Je ne pense pas, que vu la précision restreinte à 4 chiffres significatifs, celle-ci soit suffisante pour les observateurs du ciel, mais on ne sait jamais, car un préréglage pourrait s'avérer utile.

Par contre, pour piloter un panneau solaire thermique ou photovoltaïque, aucun problème, la précision devrait être suffisante...!

Un dernier élément issu de l'application réelle dans un programme, est le problème des entiers signés, avec lesquels il est compliqué de réaliser des calculs de multiplications ou divisions, aussi, le plus souvent il est nécessaire de regarder si le nombre est négatif, de mémoriser le signe, de complémenter à 2, puis d'effectuer les calculs en valeur absolue et d'appliquer ensuite le signe au résultat en faisant de nouveau le complément à 2.

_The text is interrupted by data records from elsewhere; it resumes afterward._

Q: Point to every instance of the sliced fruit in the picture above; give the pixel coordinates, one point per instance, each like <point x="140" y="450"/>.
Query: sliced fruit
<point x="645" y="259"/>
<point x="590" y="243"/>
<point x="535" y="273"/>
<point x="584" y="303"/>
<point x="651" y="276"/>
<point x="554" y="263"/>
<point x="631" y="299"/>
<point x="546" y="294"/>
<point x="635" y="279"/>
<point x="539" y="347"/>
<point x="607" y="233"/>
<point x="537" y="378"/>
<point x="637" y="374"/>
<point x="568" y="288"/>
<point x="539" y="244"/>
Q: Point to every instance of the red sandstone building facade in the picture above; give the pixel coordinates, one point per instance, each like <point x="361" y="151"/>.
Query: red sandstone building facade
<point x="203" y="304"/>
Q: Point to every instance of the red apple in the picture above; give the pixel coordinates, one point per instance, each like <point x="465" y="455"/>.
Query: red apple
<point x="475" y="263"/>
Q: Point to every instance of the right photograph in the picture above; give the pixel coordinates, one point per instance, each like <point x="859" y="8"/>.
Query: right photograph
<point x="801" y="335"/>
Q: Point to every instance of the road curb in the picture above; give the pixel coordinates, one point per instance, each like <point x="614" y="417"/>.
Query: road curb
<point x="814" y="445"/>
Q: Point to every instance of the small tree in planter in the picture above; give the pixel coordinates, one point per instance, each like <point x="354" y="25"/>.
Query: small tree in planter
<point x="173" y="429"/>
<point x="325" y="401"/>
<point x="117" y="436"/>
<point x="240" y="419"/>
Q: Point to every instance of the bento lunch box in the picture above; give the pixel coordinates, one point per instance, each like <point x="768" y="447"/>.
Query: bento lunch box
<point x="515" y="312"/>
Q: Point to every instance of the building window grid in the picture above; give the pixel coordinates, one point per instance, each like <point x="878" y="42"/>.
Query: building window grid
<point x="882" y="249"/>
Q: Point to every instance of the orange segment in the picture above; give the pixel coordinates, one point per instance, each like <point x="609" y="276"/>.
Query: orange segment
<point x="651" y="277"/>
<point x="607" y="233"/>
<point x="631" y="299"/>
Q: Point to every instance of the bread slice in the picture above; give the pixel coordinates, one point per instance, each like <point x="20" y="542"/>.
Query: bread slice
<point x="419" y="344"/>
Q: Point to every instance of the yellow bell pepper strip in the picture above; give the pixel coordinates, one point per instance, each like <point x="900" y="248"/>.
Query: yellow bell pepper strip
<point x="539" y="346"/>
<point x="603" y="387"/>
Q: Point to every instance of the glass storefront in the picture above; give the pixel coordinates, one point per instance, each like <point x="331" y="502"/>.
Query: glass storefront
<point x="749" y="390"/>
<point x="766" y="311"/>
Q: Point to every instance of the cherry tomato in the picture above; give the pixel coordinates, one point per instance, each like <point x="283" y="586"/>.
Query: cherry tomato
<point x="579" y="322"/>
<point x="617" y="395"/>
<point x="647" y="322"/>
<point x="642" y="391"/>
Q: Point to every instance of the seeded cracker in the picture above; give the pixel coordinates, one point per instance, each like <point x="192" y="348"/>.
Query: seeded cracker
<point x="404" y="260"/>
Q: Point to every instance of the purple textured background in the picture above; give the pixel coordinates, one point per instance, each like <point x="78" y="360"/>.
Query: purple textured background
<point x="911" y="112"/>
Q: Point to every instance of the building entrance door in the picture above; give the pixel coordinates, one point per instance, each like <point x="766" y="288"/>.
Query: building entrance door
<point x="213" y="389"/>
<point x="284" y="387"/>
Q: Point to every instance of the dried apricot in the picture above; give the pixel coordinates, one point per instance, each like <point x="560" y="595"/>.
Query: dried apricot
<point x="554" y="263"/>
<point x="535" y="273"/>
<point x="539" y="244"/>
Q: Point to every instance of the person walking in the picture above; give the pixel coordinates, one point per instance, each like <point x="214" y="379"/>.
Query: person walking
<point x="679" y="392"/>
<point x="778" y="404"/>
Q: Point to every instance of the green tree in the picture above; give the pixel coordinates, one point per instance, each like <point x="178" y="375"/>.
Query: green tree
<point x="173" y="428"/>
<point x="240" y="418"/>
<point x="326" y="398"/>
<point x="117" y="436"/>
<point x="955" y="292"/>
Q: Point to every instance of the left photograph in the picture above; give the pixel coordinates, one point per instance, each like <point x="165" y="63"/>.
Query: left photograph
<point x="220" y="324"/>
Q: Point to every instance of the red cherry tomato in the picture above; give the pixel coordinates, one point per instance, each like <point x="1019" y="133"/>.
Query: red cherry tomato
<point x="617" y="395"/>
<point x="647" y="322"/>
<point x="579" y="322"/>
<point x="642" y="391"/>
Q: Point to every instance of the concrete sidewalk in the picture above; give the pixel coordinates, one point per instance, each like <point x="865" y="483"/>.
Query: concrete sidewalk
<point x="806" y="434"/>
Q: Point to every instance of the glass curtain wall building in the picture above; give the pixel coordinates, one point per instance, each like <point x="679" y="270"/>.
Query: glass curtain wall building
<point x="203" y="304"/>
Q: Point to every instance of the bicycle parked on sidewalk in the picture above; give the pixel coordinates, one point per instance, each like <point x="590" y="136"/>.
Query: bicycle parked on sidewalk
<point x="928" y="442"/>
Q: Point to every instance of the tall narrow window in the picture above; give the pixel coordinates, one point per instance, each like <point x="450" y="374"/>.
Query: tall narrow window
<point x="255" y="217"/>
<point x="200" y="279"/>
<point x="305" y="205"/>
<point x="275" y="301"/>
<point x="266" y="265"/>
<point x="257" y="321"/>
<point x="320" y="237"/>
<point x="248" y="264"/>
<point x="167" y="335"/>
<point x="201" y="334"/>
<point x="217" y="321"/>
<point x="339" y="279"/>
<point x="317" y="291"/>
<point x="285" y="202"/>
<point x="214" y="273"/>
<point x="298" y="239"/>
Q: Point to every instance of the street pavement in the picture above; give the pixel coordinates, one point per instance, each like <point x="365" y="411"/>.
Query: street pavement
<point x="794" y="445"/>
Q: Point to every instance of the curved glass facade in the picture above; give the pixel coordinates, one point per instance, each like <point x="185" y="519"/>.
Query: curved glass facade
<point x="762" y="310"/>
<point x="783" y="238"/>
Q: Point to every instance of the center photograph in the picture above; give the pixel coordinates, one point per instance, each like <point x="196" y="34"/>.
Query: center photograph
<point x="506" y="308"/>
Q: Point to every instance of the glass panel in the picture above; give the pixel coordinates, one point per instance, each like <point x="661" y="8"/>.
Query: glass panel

Ce sujet est sans fin, car suivant les opérations il faut ou non le signe, aussi c'est dans chaque cas qu'il faudra évaluer le fait de garder la forme absolue ou signée dans ces séquences, voire de "tirer" le signe indépendamment.

Parallèlement, il faut se souvenir qu'avec un angle on peut obtenir  tous les rapports trigonométriques EXACTS, mais que la fonction inverse (ARC_SINUS par exemple) est entachée d'une incertitude  pour l'angle complémentaire, supplémentaire, positif ou négatif...

Pour plus d'informations voir ASTERIX et la Zizanie avec "Savancosinus".....!!!!!